Around the world in 80 minutes
The final session went around the world in 80 minutes with representatives from South America, North America, Africa, Australia, China and Europe giving a summary of the challenges and opportunities they face.
This revealed some similarities such as the average number of employees in a pest management servicing company in South America is just 5 – and that’s very similar to Europe. The regulatory framework however is much more fragmented with each country in South America having its own regulation and much of this being very old. Training also varies but every company must have a university educated technical director. Whilst this sounds excellent the degree held is not specified. Only around 25% of companies are members of a trade association. This contrasts with Australia, where 85% are members. The Australian industry also works to a number of recognised Codes of Practice and customers are demanding an ever more professionalised service.
The US market is probably the most developed with great strides having been made in the last 20 years resulting in the industry being recognise as providing a professional service and more people abandoning the DIY approach to appoint a servicing professional. In Europe the production of the European Standard and the audited CEPA certified system is gathering pace and now includes 456 companies. Bertrand Montmoreau pointed out that CEPA certified is open to all companies – not just those that operate in Europe.
The African and Chinese markets are both fast growing but face a number of challenges not least the low barrier to entry and, more especially in Africa, the complete lack of policing.

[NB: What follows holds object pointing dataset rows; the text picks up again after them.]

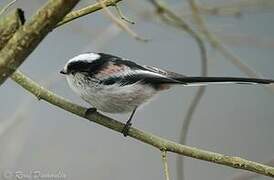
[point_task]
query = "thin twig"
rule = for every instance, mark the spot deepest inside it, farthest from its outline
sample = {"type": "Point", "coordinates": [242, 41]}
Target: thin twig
{"type": "Point", "coordinates": [179, 22]}
{"type": "Point", "coordinates": [24, 41]}
{"type": "Point", "coordinates": [120, 23]}
{"type": "Point", "coordinates": [122, 16]}
{"type": "Point", "coordinates": [85, 11]}
{"type": "Point", "coordinates": [216, 43]}
{"type": "Point", "coordinates": [165, 163]}
{"type": "Point", "coordinates": [6, 7]}
{"type": "Point", "coordinates": [250, 175]}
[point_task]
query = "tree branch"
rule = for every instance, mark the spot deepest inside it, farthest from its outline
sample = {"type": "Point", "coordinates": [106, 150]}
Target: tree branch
{"type": "Point", "coordinates": [9, 25]}
{"type": "Point", "coordinates": [85, 11]}
{"type": "Point", "coordinates": [158, 142]}
{"type": "Point", "coordinates": [30, 35]}
{"type": "Point", "coordinates": [165, 163]}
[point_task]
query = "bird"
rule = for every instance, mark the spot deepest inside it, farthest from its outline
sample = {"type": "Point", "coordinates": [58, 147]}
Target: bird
{"type": "Point", "coordinates": [113, 84]}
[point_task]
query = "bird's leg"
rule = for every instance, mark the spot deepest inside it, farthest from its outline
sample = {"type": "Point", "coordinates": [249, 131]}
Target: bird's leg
{"type": "Point", "coordinates": [128, 124]}
{"type": "Point", "coordinates": [90, 111]}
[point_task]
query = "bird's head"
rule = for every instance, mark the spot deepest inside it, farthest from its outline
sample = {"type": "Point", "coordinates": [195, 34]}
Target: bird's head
{"type": "Point", "coordinates": [82, 63]}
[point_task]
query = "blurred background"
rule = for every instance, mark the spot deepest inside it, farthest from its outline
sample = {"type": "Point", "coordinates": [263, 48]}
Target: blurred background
{"type": "Point", "coordinates": [230, 119]}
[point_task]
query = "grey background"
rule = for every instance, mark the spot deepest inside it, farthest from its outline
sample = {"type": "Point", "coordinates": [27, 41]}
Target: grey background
{"type": "Point", "coordinates": [234, 120]}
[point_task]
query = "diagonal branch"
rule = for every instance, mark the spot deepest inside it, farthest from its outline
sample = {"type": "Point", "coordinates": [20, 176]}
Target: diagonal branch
{"type": "Point", "coordinates": [158, 142]}
{"type": "Point", "coordinates": [30, 35]}
{"type": "Point", "coordinates": [85, 11]}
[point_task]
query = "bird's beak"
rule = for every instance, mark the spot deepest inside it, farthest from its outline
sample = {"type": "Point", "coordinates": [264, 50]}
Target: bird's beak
{"type": "Point", "coordinates": [63, 71]}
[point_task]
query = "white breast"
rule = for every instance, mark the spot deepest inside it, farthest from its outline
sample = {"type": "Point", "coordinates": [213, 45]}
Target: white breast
{"type": "Point", "coordinates": [110, 98]}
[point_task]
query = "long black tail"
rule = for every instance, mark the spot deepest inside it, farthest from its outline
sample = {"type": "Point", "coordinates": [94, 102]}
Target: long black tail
{"type": "Point", "coordinates": [199, 81]}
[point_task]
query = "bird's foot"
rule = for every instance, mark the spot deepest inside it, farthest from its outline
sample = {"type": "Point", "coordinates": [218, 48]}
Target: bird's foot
{"type": "Point", "coordinates": [126, 129]}
{"type": "Point", "coordinates": [90, 111]}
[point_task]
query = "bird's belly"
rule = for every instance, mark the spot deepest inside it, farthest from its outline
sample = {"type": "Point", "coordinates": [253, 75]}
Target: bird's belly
{"type": "Point", "coordinates": [118, 99]}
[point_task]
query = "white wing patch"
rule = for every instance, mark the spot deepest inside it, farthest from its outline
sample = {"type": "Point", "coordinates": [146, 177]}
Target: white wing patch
{"type": "Point", "coordinates": [89, 57]}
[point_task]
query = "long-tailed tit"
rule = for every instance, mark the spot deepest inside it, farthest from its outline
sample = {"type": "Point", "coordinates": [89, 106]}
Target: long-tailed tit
{"type": "Point", "coordinates": [115, 85]}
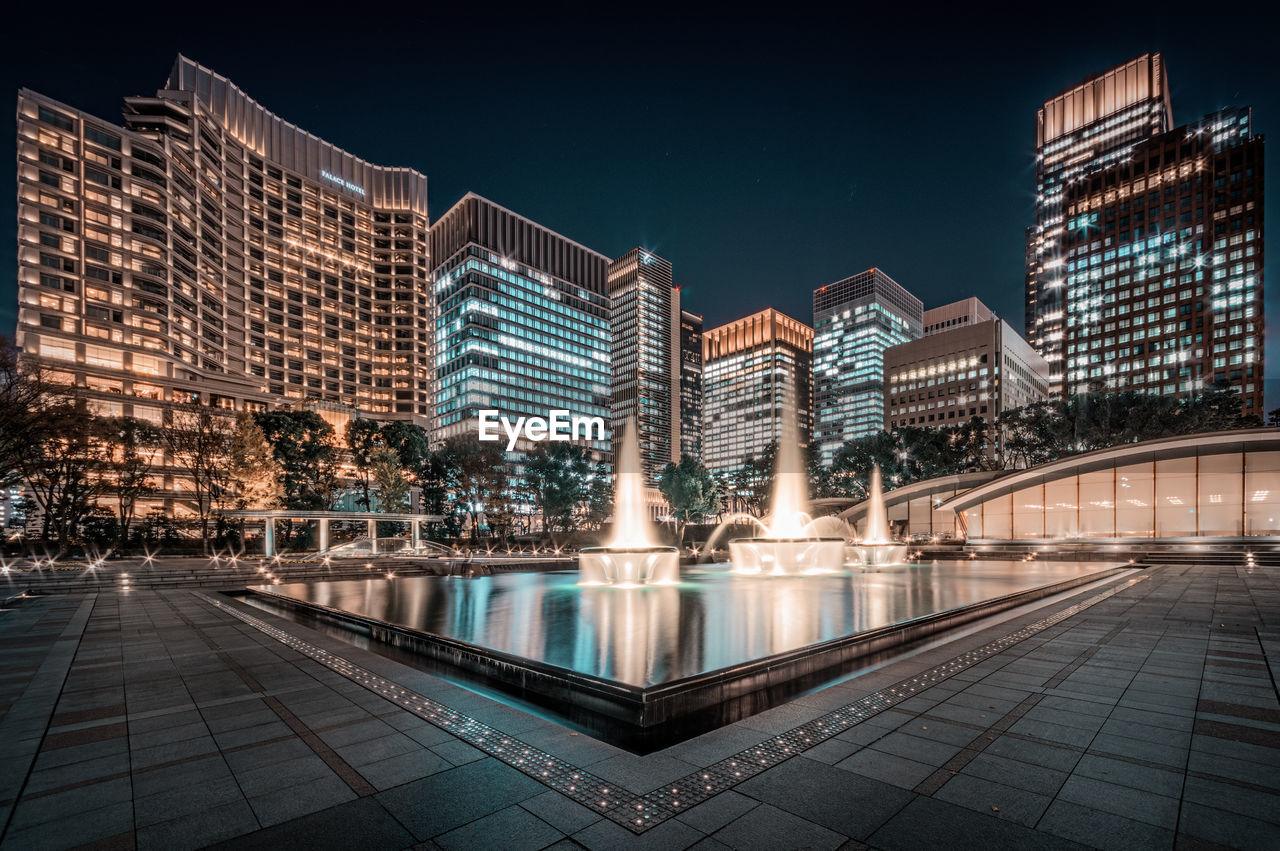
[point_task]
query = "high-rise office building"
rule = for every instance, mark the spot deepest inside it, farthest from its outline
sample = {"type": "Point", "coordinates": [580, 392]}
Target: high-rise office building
{"type": "Point", "coordinates": [521, 321]}
{"type": "Point", "coordinates": [757, 371]}
{"type": "Point", "coordinates": [854, 321]}
{"type": "Point", "coordinates": [969, 364]}
{"type": "Point", "coordinates": [947, 318]}
{"type": "Point", "coordinates": [209, 250]}
{"type": "Point", "coordinates": [1162, 264]}
{"type": "Point", "coordinates": [1086, 128]}
{"type": "Point", "coordinates": [690, 384]}
{"type": "Point", "coordinates": [644, 316]}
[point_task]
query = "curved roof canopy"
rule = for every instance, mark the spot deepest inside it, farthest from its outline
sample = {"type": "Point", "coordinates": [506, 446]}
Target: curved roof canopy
{"type": "Point", "coordinates": [1212, 443]}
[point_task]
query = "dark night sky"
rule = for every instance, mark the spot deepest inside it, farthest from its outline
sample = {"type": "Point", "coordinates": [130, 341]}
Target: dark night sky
{"type": "Point", "coordinates": [762, 156]}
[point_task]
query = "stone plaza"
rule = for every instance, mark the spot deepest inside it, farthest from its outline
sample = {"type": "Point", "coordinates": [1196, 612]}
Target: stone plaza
{"type": "Point", "coordinates": [1139, 712]}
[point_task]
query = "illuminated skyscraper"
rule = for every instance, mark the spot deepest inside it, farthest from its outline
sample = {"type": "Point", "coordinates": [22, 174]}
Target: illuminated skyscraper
{"type": "Point", "coordinates": [1086, 128]}
{"type": "Point", "coordinates": [969, 364]}
{"type": "Point", "coordinates": [521, 321]}
{"type": "Point", "coordinates": [1162, 265]}
{"type": "Point", "coordinates": [690, 384]}
{"type": "Point", "coordinates": [210, 251]}
{"type": "Point", "coordinates": [645, 315]}
{"type": "Point", "coordinates": [854, 321]}
{"type": "Point", "coordinates": [754, 370]}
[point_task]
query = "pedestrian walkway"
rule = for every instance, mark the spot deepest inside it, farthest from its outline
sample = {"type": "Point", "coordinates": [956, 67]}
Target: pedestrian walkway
{"type": "Point", "coordinates": [1138, 714]}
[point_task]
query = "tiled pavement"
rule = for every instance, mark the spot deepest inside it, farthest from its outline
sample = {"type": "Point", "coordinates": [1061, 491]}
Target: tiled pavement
{"type": "Point", "coordinates": [159, 719]}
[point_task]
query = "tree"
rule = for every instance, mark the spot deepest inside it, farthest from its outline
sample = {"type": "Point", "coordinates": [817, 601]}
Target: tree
{"type": "Point", "coordinates": [58, 466]}
{"type": "Point", "coordinates": [750, 484]}
{"type": "Point", "coordinates": [199, 440]}
{"type": "Point", "coordinates": [556, 480]}
{"type": "Point", "coordinates": [690, 492]}
{"type": "Point", "coordinates": [599, 497]}
{"type": "Point", "coordinates": [254, 469]}
{"type": "Point", "coordinates": [364, 438]}
{"type": "Point", "coordinates": [479, 475]}
{"type": "Point", "coordinates": [302, 443]}
{"type": "Point", "coordinates": [410, 442]}
{"type": "Point", "coordinates": [24, 398]}
{"type": "Point", "coordinates": [132, 447]}
{"type": "Point", "coordinates": [388, 476]}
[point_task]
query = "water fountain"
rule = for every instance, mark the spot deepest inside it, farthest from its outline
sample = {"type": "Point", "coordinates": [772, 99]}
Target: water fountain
{"type": "Point", "coordinates": [789, 545]}
{"type": "Point", "coordinates": [631, 557]}
{"type": "Point", "coordinates": [876, 548]}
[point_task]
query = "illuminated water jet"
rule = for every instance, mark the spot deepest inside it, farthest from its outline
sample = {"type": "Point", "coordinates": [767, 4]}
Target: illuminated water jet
{"type": "Point", "coordinates": [790, 545]}
{"type": "Point", "coordinates": [876, 548]}
{"type": "Point", "coordinates": [631, 557]}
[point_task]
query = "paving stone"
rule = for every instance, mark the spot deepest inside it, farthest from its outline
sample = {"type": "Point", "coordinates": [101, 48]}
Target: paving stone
{"type": "Point", "coordinates": [458, 796]}
{"type": "Point", "coordinates": [1143, 777]}
{"type": "Point", "coordinates": [1101, 829]}
{"type": "Point", "coordinates": [924, 823]}
{"type": "Point", "coordinates": [896, 771]}
{"type": "Point", "coordinates": [199, 829]}
{"type": "Point", "coordinates": [403, 768]}
{"type": "Point", "coordinates": [990, 797]}
{"type": "Point", "coordinates": [362, 823]}
{"type": "Point", "coordinates": [302, 799]}
{"type": "Point", "coordinates": [851, 805]}
{"type": "Point", "coordinates": [607, 836]}
{"type": "Point", "coordinates": [1224, 828]}
{"type": "Point", "coordinates": [1010, 772]}
{"type": "Point", "coordinates": [767, 827]}
{"type": "Point", "coordinates": [511, 828]}
{"type": "Point", "coordinates": [566, 815]}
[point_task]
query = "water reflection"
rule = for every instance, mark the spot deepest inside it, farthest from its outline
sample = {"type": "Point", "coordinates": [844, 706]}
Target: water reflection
{"type": "Point", "coordinates": [652, 635]}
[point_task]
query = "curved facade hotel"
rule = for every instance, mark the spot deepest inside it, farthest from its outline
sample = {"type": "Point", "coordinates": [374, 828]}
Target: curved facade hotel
{"type": "Point", "coordinates": [209, 250]}
{"type": "Point", "coordinates": [1210, 485]}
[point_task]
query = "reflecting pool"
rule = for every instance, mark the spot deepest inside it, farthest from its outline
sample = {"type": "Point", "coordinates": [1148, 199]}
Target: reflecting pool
{"type": "Point", "coordinates": [709, 621]}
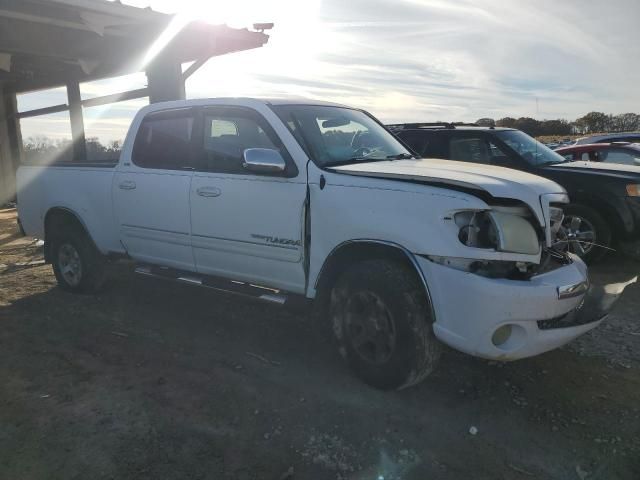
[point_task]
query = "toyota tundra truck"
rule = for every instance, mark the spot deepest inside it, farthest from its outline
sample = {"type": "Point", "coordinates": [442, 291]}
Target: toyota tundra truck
{"type": "Point", "coordinates": [286, 201]}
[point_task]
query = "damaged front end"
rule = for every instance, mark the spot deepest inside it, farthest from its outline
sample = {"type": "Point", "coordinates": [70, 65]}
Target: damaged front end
{"type": "Point", "coordinates": [506, 241]}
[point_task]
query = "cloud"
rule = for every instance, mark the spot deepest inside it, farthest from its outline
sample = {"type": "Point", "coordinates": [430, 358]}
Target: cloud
{"type": "Point", "coordinates": [410, 60]}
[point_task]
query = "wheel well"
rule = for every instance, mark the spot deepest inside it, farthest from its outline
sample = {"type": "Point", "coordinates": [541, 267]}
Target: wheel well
{"type": "Point", "coordinates": [350, 253]}
{"type": "Point", "coordinates": [56, 219]}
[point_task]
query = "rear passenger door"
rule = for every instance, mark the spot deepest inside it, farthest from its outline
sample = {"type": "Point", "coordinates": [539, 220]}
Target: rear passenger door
{"type": "Point", "coordinates": [151, 191]}
{"type": "Point", "coordinates": [246, 226]}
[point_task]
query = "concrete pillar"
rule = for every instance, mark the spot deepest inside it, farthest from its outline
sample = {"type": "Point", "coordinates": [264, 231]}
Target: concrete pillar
{"type": "Point", "coordinates": [10, 146]}
{"type": "Point", "coordinates": [165, 81]}
{"type": "Point", "coordinates": [77, 122]}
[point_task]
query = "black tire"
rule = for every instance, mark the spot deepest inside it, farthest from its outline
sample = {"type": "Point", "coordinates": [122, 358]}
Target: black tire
{"type": "Point", "coordinates": [403, 349]}
{"type": "Point", "coordinates": [596, 223]}
{"type": "Point", "coordinates": [91, 272]}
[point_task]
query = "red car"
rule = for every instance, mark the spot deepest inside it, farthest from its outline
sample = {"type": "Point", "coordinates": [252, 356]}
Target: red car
{"type": "Point", "coordinates": [617, 152]}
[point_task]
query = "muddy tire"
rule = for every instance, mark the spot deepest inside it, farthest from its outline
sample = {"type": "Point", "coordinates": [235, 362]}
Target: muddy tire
{"type": "Point", "coordinates": [77, 264]}
{"type": "Point", "coordinates": [588, 233]}
{"type": "Point", "coordinates": [382, 321]}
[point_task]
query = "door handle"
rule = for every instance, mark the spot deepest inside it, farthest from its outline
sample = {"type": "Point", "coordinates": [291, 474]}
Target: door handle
{"type": "Point", "coordinates": [209, 192]}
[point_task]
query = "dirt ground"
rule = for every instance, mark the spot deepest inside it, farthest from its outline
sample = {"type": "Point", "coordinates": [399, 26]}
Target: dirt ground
{"type": "Point", "coordinates": [153, 380]}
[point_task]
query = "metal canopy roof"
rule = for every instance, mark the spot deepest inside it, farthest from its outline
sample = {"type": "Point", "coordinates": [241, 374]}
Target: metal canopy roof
{"type": "Point", "coordinates": [50, 43]}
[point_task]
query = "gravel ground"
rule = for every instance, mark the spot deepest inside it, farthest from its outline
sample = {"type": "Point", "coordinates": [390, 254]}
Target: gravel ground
{"type": "Point", "coordinates": [153, 380]}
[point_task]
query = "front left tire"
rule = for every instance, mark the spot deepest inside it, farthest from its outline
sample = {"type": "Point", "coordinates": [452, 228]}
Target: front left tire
{"type": "Point", "coordinates": [382, 321]}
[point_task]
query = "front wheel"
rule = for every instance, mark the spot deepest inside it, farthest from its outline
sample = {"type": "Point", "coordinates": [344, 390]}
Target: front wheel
{"type": "Point", "coordinates": [585, 233]}
{"type": "Point", "coordinates": [382, 321]}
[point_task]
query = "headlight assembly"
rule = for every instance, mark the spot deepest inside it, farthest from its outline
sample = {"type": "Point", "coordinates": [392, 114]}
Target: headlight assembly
{"type": "Point", "coordinates": [497, 230]}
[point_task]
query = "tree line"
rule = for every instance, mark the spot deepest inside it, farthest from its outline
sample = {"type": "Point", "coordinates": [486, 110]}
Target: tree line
{"type": "Point", "coordinates": [592, 122]}
{"type": "Point", "coordinates": [42, 149]}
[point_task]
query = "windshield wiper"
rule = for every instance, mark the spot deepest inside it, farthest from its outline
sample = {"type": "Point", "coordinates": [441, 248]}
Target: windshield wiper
{"type": "Point", "coordinates": [400, 156]}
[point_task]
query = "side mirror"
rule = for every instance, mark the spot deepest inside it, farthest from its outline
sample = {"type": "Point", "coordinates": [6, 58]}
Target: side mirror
{"type": "Point", "coordinates": [263, 160]}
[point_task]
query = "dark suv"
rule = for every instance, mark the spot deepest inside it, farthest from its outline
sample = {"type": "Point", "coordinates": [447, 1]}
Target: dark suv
{"type": "Point", "coordinates": [605, 198]}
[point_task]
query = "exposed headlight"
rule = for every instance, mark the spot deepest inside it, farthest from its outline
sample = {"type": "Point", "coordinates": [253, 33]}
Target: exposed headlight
{"type": "Point", "coordinates": [556, 217]}
{"type": "Point", "coordinates": [501, 231]}
{"type": "Point", "coordinates": [633, 190]}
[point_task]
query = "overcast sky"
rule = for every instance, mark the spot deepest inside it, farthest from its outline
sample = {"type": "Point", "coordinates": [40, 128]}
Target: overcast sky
{"type": "Point", "coordinates": [409, 60]}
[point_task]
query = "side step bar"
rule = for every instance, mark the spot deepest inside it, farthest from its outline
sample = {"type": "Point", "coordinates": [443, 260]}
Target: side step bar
{"type": "Point", "coordinates": [215, 283]}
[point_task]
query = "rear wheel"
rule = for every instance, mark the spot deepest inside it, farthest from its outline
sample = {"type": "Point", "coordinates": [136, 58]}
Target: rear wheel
{"type": "Point", "coordinates": [77, 264]}
{"type": "Point", "coordinates": [586, 233]}
{"type": "Point", "coordinates": [383, 324]}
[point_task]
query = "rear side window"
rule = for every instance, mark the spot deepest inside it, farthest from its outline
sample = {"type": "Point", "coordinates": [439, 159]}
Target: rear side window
{"type": "Point", "coordinates": [624, 157]}
{"type": "Point", "coordinates": [164, 141]}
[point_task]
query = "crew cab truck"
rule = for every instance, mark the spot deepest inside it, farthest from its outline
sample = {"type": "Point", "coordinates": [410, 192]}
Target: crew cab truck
{"type": "Point", "coordinates": [283, 200]}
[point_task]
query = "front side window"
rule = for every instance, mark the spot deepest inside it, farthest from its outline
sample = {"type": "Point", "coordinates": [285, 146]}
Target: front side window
{"type": "Point", "coordinates": [337, 135]}
{"type": "Point", "coordinates": [164, 141]}
{"type": "Point", "coordinates": [476, 148]}
{"type": "Point", "coordinates": [419, 141]}
{"type": "Point", "coordinates": [228, 132]}
{"type": "Point", "coordinates": [469, 149]}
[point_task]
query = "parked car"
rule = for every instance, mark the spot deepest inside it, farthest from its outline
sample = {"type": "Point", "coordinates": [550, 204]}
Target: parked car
{"type": "Point", "coordinates": [620, 152]}
{"type": "Point", "coordinates": [605, 198]}
{"type": "Point", "coordinates": [292, 201]}
{"type": "Point", "coordinates": [633, 137]}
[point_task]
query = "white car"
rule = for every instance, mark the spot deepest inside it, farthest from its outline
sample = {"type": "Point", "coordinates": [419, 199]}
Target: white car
{"type": "Point", "coordinates": [283, 200]}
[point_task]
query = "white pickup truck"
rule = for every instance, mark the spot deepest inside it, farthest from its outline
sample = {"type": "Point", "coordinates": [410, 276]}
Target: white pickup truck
{"type": "Point", "coordinates": [285, 200]}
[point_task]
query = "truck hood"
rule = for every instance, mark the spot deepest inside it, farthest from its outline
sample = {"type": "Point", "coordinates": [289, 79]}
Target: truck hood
{"type": "Point", "coordinates": [498, 182]}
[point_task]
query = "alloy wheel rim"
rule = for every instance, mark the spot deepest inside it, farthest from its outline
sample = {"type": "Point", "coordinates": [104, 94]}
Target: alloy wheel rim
{"type": "Point", "coordinates": [70, 264]}
{"type": "Point", "coordinates": [370, 327]}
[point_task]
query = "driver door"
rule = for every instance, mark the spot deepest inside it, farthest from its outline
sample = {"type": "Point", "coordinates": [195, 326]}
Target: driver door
{"type": "Point", "coordinates": [245, 225]}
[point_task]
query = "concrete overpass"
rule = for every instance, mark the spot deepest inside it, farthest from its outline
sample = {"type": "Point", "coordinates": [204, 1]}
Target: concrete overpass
{"type": "Point", "coordinates": [62, 43]}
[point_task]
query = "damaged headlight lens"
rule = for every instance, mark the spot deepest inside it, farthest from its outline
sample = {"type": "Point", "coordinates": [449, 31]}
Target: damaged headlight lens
{"type": "Point", "coordinates": [501, 231]}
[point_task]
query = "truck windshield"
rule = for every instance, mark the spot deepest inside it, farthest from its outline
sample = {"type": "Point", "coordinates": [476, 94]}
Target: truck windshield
{"type": "Point", "coordinates": [335, 136]}
{"type": "Point", "coordinates": [528, 148]}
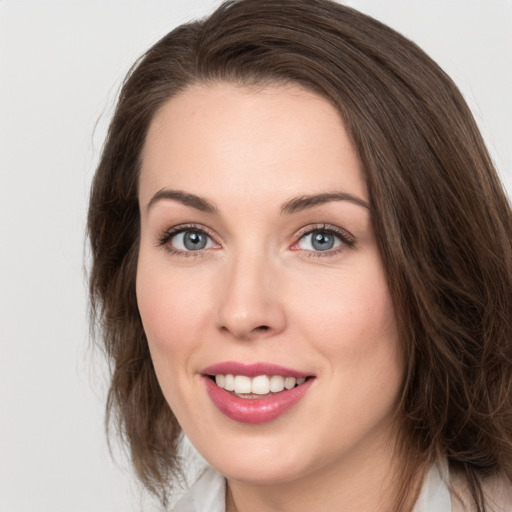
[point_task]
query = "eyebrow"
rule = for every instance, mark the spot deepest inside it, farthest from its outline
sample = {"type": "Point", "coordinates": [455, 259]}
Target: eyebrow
{"type": "Point", "coordinates": [301, 203]}
{"type": "Point", "coordinates": [185, 198]}
{"type": "Point", "coordinates": [294, 205]}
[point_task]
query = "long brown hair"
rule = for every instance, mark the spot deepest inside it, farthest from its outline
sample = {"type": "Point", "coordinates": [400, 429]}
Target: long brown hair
{"type": "Point", "coordinates": [442, 220]}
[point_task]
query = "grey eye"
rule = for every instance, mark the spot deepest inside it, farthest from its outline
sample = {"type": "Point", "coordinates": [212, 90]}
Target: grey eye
{"type": "Point", "coordinates": [319, 240]}
{"type": "Point", "coordinates": [191, 241]}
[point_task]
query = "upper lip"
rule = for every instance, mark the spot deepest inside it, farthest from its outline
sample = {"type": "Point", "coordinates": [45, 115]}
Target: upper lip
{"type": "Point", "coordinates": [252, 369]}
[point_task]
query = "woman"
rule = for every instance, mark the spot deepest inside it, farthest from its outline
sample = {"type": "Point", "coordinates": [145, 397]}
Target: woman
{"type": "Point", "coordinates": [302, 258]}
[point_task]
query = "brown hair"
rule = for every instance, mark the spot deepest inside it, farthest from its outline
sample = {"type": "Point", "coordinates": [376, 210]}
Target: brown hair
{"type": "Point", "coordinates": [442, 221]}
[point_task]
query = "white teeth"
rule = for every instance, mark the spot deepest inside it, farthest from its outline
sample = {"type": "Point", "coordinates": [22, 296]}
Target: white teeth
{"type": "Point", "coordinates": [290, 382]}
{"type": "Point", "coordinates": [242, 384]}
{"type": "Point", "coordinates": [260, 385]}
{"type": "Point", "coordinates": [229, 383]}
{"type": "Point", "coordinates": [276, 383]}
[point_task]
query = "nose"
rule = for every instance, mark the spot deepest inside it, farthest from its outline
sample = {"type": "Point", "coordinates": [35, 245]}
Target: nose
{"type": "Point", "coordinates": [249, 302]}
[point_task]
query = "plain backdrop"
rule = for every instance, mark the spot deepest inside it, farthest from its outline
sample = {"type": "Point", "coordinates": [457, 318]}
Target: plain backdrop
{"type": "Point", "coordinates": [61, 63]}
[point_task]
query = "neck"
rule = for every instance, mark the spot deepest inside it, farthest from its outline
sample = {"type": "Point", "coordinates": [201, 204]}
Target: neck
{"type": "Point", "coordinates": [353, 484]}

The Global Summit was jointly organised by the CEPA and the NPMA with generous sponsorship from key sponsors: Bayer; silver sponsors: the BL Group and bronze sponsors: Babolna Bio, Edialux, IPM Square, Mylva and Plastdiversity.
In a social and environmentally responsible move, there were no giveaways for delegates. Instead a donation was made on behalf of each attendee to UNICEF to support the thousands of babies with congenital defects caused by the Zika virus.